Ambassador (Dr.) Robin Renee Sanders’ new book on The Rise of Africa’s Small & Medium Size Enterprises (SMEs) is an insightful examination of the dramatic shift in the development paradigm for Sub Saharan Africa — driven in large part by the imaginative, innovative, and insta-impact leadership of the region’s small businesses or SMEs. “SMEs have helped drive economic development, growth and aided in increasing the size of the Continent’s middle class,” Sanders says.
With the Introduction to the book by renown civil rights leader Ambassador Andrew Young, and the Foreword by Sub Saharan Africa’s leading businessman, Mr. Aliko Dangote, Sanders’ book credits the determination of Africa SMEs and entrepreneurs (which includes African nationals, immigrants and African Americans) for stepping into the void left by 40-years of post-independence development approaches that had little impact on reducing overall poverty and creating jobs in the region. “Africa’s dynamic entrepreneurial spirit of Generation-Xers and Millennials’ are and have formed SMEs and social enterprises that today are responsible for conceiving and inventing many of the new apps, and answers to address the region’s age-old poverty issues,” Sanders emphasizes. “Africa SMEs are not only a key driver for jobs, but serve as an additional catalyst to grow the middle class.” Sanders argues that it was the Rise of the Africa SME – converging with technology and its mobility – that has changed, over the last decade, the focus and direction of development in Sub Saharan Africa.
The book has a few vignettes from Sanders’ diplomatic life and work as CEO of the FEEEDS Advocacy Initiative with Africa SMEs over the years, as well as regional examples of some of innovative things Africa entrepreneurs are doing in sectors ranging from agriculture and food security to energy and climate change.
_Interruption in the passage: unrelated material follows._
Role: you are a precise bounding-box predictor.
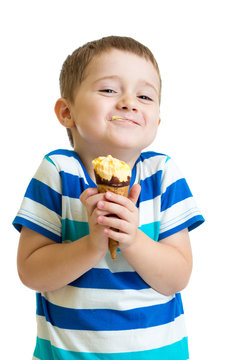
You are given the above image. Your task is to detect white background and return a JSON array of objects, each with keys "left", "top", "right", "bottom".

The book also walks readers through what donors, foundations and African stock markets are doing today to help in the SME space. Sanders ends with recommendations of what more can be done by donors, African governments, and the new U.S. administration to further assist Africa SMEs, particularly the group she calls the “critical mass,” and those at the “fragile” end of Africa’s middle class.